MAKE IT CLEAR- THE A-RIG CATCHES FISH
On certain lakes at certain times of year, magic can happen. That happened on Lake Guntersville in the Co-Angler Division for Arkansas’ Jason Sandidge when he tied on an Alabama rig. By the end of the three day tournament, Jason had a new Phoenix bass boat and the MLF Toyota Series Championship title. The A-rig or CUR (castable umbrella rig) cannot be used in every tournament, but guys who know when and how to fish it are in for a lot of fun. Our kayak specialist Zach Warren is new to A-rig fishing because a good friend of his is now making a clear umbrella rig using 300# fluorocarbon for the arms. These clear rigs have caught on like wildfire in Oklahoma where they are made by Tornado Innovation- a company always working to come up with innovative ways to catch fish. Their hottest lure today is this clear umbrella rig.
The castable umbrella rig (CUR) first made big headlines when Classic Champion Paul Elias took the Andy Poss invention and started winning tournaments across the south. Paul’s instant success caused a lot of changes in the CUR landscape but much remains the same. The idea behind the rig was really nothing new as this type of umbrella “spread” had been used for a while in saltwater angling. The rig simultaneously presents multiple lures (usually three or more) to mimic a ball of shad or other schooling bait such a bunker for striped bass fishermen.

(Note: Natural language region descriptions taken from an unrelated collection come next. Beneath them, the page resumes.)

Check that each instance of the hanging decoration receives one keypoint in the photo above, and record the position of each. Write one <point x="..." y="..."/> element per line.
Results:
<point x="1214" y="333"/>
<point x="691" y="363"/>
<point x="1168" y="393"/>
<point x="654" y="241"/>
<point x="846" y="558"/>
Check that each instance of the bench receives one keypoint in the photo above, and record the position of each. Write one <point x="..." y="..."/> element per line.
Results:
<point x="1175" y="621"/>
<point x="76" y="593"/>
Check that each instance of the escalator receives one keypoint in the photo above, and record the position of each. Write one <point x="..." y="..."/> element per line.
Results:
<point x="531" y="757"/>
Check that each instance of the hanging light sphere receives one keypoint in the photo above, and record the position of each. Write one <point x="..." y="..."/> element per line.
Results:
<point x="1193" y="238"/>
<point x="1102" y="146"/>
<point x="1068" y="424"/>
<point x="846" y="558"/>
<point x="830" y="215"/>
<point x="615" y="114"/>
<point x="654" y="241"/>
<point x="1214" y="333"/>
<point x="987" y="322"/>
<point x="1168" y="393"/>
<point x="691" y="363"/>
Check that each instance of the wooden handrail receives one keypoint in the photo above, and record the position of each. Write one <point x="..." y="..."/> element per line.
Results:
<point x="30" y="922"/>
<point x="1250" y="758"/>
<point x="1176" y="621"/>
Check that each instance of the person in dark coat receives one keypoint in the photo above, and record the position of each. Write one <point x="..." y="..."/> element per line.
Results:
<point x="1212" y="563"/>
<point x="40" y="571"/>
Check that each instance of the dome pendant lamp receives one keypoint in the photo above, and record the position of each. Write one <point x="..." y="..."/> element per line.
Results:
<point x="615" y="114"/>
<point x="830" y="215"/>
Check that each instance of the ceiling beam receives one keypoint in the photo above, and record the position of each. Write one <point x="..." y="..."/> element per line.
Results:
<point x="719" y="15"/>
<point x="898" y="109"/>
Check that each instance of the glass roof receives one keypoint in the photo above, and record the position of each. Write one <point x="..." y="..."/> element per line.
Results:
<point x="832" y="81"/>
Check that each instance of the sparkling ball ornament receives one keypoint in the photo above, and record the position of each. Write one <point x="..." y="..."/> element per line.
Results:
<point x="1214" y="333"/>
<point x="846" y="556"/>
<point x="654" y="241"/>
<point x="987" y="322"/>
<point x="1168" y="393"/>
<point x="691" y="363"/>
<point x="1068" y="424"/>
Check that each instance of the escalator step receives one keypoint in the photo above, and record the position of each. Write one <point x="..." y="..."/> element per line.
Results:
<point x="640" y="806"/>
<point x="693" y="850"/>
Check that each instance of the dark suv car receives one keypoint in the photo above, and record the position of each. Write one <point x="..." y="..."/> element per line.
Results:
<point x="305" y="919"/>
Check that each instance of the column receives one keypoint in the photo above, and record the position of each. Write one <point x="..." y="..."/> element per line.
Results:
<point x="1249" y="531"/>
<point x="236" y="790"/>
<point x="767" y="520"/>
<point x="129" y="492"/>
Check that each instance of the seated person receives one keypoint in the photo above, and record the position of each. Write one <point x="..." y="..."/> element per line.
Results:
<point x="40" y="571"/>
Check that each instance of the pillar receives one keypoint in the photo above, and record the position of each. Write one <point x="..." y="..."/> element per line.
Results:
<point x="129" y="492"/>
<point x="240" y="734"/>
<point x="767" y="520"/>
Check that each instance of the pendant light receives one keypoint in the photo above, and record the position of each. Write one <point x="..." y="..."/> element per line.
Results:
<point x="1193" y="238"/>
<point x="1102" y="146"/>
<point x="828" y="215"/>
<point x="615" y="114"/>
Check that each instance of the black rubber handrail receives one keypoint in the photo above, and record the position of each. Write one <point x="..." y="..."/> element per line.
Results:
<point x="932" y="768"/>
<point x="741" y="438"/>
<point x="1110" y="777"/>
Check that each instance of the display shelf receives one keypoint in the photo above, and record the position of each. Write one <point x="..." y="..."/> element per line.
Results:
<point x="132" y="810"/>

Haven’t tried a CUR for freshwater bass? Well, according to Zach, you’re really missing out (always remember to first, check your local regulations). Mann’s Bait Company designer Andy Poss and Elias are credited with starting the A-rig craze and over the years and since then, there’ve been some variations in bait interchangeability and modification. These rigs vary in weight from a couple of ounces to nearly a pound, and between the weight and the large number of arms, casting such a device- sometimes called “heaving the chandelier”- requires some skill development.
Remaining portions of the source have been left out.